We will use the example from the previous chapter about the swim preference. We have the same data table:
Swimming suit |
Water temperature |
Swim preference |
None |
Cold |
No |
None |
Warm |
No |
Small |
Cold |
No |
Small |
Warm |
No |
Good |
Cold |
No |
Good |
Warm |
Yes |
We would like to construct a random forest from this data and use it to classify an item (Good,Cold,?).
Analysis:
We are given M=3 variables according to which a feature can be classified. In a random forest algorithm, we usually do not use all three variables to form tree branches at each node. We use only m variables out of M. So we choose m such that m is less than or equal to M. The greater m is, the stronger the classifier is in each constructed tree. However, as mentioned earlier, more data leads to more bias. But, because we use multiple trees (with smaller m), even if each constructed tree is a weak classifier, their combined classification accuracy is strong.
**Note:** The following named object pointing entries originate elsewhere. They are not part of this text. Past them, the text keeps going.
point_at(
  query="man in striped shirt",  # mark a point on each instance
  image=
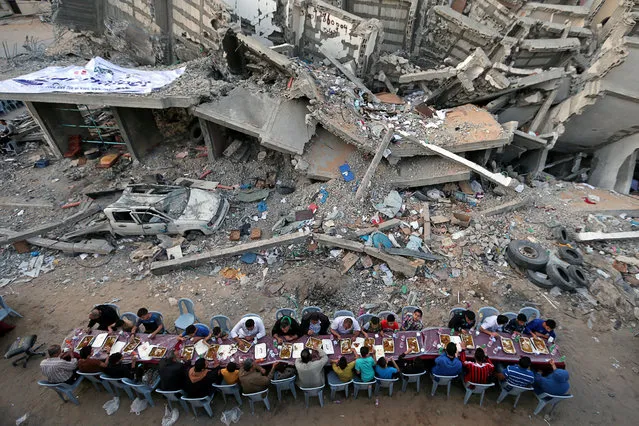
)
(517, 375)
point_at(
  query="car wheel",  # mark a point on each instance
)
(559, 276)
(570, 255)
(579, 276)
(528, 255)
(540, 279)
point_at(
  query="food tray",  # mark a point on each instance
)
(86, 341)
(526, 345)
(286, 351)
(314, 343)
(540, 345)
(412, 344)
(244, 346)
(345, 346)
(508, 346)
(109, 342)
(157, 352)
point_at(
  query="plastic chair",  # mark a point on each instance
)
(530, 312)
(357, 385)
(64, 390)
(221, 321)
(478, 389)
(187, 314)
(230, 390)
(94, 378)
(309, 309)
(285, 312)
(6, 310)
(516, 391)
(412, 378)
(114, 385)
(285, 384)
(443, 380)
(143, 389)
(204, 402)
(385, 383)
(261, 396)
(309, 392)
(546, 398)
(174, 396)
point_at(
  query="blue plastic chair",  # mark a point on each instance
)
(546, 398)
(221, 321)
(6, 310)
(309, 309)
(204, 402)
(64, 391)
(479, 389)
(285, 312)
(230, 390)
(174, 396)
(187, 314)
(310, 392)
(143, 389)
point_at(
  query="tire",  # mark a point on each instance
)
(540, 279)
(570, 255)
(528, 255)
(558, 275)
(579, 276)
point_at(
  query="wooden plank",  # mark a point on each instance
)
(165, 266)
(363, 186)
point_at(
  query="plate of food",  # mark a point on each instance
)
(157, 352)
(540, 345)
(286, 351)
(508, 346)
(314, 343)
(345, 346)
(526, 345)
(412, 344)
(244, 346)
(389, 345)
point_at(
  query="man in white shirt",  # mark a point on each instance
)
(345, 325)
(492, 324)
(248, 327)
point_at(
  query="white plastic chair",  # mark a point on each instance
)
(546, 398)
(516, 391)
(261, 396)
(479, 389)
(443, 381)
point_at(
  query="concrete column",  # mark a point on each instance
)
(51, 117)
(138, 129)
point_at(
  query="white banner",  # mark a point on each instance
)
(97, 76)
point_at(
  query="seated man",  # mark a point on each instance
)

As we want to reduce a bias in a random forest, we may want to consider to choose a parameter m to be slightly less than M.
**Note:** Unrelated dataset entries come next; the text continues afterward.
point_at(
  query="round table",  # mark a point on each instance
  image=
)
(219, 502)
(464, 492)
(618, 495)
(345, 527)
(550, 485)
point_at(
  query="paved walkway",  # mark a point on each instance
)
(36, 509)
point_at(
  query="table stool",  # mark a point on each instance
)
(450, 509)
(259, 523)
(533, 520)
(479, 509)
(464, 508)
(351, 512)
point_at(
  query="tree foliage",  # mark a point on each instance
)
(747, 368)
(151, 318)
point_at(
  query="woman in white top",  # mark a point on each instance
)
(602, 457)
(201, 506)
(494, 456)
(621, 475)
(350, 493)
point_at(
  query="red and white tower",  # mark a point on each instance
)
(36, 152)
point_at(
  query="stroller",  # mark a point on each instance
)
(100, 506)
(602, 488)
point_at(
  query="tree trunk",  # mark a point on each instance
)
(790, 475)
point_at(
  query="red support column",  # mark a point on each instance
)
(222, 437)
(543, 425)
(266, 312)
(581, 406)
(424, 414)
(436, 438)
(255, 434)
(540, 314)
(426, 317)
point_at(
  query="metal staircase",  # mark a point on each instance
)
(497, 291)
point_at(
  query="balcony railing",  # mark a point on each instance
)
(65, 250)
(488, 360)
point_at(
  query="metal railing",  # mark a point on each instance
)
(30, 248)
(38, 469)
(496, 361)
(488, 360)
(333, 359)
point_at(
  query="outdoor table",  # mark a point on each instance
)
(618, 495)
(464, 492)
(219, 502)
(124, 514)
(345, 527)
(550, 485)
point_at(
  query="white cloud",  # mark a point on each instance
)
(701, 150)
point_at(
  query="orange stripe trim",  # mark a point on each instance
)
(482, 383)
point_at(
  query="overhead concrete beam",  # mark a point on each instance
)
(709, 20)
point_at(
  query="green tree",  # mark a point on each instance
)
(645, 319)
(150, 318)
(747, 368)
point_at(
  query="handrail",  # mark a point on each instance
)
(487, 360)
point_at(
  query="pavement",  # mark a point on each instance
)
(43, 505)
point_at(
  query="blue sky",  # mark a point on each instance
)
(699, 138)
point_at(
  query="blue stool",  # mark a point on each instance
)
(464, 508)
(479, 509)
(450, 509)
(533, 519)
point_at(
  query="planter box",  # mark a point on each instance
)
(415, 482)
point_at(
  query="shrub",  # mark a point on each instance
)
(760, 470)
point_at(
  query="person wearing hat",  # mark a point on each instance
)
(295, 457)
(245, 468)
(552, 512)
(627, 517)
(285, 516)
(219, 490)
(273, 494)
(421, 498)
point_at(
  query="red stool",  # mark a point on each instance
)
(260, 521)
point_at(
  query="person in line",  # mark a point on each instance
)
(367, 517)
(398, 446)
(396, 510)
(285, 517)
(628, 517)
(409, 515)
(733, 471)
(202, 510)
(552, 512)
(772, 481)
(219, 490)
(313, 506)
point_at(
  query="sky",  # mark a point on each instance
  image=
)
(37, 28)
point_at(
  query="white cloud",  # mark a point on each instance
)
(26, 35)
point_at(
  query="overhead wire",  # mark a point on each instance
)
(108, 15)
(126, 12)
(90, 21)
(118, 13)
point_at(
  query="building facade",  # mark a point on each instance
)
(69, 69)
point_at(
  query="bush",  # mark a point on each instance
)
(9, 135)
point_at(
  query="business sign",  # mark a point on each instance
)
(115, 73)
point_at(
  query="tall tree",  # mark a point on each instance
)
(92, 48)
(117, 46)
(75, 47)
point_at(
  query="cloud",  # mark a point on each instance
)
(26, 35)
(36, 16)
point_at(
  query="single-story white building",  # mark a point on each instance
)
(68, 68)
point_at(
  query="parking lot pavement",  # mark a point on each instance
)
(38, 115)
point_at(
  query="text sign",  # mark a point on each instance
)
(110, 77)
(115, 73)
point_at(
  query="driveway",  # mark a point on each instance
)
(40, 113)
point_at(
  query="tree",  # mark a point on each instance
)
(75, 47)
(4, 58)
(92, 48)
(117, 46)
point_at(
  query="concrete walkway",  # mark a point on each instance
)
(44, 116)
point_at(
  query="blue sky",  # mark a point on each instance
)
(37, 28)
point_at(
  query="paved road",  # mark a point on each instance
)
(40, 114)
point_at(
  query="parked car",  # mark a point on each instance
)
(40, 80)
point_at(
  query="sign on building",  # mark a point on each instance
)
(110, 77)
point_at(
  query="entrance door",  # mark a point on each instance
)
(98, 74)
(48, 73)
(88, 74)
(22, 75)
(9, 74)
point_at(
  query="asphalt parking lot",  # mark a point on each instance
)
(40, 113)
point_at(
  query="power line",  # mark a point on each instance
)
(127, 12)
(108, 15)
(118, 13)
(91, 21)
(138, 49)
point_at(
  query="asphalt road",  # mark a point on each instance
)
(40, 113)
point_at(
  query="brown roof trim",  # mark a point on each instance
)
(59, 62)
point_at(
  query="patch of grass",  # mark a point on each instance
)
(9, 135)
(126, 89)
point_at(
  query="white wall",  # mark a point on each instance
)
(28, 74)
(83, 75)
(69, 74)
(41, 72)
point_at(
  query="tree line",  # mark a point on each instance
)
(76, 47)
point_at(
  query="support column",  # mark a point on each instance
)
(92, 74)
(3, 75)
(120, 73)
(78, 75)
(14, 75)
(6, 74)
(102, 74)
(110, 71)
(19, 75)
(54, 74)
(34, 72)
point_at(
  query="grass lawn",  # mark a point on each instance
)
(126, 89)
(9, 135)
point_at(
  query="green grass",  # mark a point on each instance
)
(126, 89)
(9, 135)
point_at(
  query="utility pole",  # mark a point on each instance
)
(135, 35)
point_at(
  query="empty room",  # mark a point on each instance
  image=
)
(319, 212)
Thus we choose the maximum number of the variables considered at the node to be m=min(M,math.ceil(2*math.sqrt(M)))=min(M,math.ceil(2*math.sqrt(3)))=3.
We are given the following features:
[['None', 'Cold', 'No'], ['None', 'Warm', 'No'], ['Small', 'Cold', 'No'], ['Small', 'Warm', 'No'], ['Good', 'Cold', 'No'], ['Good', 'Warm', 'Yes']]
When constructing a random decision tree as a part of a random forest, we will choose only a subset out of them in a random manner with replacement.